An early dawn last month brought together a unique interfaith group in Los Angeles for a day of breaking barriers.
Twenty Muslims and Jews gathered at a local park and prayed side by side before embarking on a day-long citywide journey of co-joined prayers throughout the Californian city with the goal of spreading their message that, through prayer, even those perceived as 'enemies' could break down barriers and usher in a sense of peace.
The initiative, coined "Two Faiths One Prayer," was birthed out of its participants' former experience in an eight-month fellowship which focused on conflict resolution, leadership training, and interfaith teachings. This "Newground: A Muslim-Jewish Partnership for Change" fellowship sowed the seeds for an interfaith praying experience, teaching its fellows of the others religious practices while fostering close friendships that tore down previous biases and misperceptions.
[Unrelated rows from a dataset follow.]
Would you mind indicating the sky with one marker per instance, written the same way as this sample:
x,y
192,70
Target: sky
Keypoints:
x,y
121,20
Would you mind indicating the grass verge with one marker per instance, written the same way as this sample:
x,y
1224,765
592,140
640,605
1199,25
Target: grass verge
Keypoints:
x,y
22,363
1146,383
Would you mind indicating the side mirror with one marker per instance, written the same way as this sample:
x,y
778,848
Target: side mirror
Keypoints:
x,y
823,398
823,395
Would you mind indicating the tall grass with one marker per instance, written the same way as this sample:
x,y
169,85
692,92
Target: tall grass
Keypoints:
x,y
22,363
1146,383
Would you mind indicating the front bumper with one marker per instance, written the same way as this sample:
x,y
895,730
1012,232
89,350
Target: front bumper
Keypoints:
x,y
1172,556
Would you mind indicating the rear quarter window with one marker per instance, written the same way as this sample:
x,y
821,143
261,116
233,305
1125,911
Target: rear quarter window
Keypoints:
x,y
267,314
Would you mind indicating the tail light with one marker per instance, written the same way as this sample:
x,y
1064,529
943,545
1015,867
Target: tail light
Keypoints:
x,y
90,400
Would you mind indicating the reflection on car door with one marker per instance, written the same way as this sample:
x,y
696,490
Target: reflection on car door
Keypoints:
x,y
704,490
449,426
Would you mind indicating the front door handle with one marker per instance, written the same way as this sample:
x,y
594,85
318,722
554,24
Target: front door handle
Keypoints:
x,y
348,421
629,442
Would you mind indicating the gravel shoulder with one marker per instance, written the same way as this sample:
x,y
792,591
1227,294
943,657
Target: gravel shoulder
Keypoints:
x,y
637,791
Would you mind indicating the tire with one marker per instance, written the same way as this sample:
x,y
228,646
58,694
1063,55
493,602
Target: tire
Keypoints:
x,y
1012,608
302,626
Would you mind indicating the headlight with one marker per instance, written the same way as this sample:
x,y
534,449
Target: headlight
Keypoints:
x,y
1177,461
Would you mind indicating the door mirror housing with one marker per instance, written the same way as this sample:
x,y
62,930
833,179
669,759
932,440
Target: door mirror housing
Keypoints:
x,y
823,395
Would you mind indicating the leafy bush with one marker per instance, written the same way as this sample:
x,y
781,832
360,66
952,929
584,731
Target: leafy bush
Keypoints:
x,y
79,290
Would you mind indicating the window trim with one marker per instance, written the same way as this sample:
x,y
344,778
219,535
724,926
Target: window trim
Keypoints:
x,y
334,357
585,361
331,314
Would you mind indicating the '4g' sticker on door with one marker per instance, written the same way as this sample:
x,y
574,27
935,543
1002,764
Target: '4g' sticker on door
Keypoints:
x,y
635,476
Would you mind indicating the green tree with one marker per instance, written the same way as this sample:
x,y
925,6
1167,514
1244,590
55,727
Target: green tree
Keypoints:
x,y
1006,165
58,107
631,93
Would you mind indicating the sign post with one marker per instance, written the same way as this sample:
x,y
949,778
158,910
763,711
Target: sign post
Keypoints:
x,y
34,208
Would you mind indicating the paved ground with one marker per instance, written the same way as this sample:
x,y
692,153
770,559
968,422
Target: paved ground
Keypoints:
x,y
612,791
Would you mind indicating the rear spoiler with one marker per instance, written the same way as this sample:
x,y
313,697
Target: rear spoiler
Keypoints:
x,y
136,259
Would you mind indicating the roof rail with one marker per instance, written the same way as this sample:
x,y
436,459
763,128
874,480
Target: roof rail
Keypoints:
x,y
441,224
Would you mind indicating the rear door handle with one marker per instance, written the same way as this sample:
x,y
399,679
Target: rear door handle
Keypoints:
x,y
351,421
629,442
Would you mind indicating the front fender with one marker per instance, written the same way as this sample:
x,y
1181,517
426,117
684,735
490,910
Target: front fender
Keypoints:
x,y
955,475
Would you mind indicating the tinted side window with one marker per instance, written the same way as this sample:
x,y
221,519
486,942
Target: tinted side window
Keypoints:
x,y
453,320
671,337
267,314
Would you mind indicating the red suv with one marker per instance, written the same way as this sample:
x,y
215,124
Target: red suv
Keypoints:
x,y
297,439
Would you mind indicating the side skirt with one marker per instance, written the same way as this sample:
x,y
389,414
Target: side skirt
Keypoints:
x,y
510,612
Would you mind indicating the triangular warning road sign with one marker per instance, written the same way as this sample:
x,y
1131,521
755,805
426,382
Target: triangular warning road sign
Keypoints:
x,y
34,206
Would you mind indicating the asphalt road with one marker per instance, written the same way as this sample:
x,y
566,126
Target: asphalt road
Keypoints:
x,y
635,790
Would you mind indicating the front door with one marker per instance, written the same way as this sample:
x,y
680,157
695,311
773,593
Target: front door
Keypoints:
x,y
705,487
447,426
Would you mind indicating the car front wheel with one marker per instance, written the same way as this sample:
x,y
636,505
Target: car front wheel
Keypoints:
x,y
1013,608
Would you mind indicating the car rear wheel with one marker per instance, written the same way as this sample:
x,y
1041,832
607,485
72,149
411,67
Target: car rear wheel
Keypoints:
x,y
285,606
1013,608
It was also where participants came to realize the overlapping of Jewish and Muslim prayer times.
And that is where the "Two Faiths One Prayer" journey began.
Inspired to promote the lessons of tolerance and acceptance garnered on the fellowship experience, the small group of 20 sought out to practice co-joined prayer on the public streets of Los Angeles.
"We're trying to show the world that Jews and Muslims are friends," a participant said in a video documenting the event. "We're illustrating to the world that Jews and Muslims can pray in a meaningful way, side by side."
They took on the streets on May 3rd, making their way from the picturesque beaches of Santa Monica at dawn, the pier still lit up behind them pre-sunrise, to a local park by noon, followed by an open space in between two of the city's museums, where they sat on grassy lawns and prayed as passerby respectably walked by and took interest.
The group, in the span of a day, made its way from the morning prayers of Shacharit and Fajr, to Mincha and Asr at noon, before concluding with Ma'ariv and Maghreb come nightfall.
The fourth stop in their journey was the only one that broke the cycle of the groups exclusivity - it was the sole praying destination open to the public.
Participants from around the city and county ushered in with friends and family members to join the original pluralistic group of 20 in prayers. The crowd exceeded all expectations; A swarm of around 100 inundated the steps of LA's City Hall, joining in prayers and reflections on coexistence.
"It's been incredible how meaningful my prayer has become when its more inclusive," a Jewish participant said of the experience. "Today, there's a wholeness in my life that I don't generally feel."
The organizing group concluded their day of prayer on a rooftop of a local building at dusk, overlooking the downtown skyline.
"Two Faiths One Prayer" hopes to trigger a series of similar initiatives promoting coexistence worldwide - to plant a "seed of hope and a seed of possibility," in regions beyond their physical reach.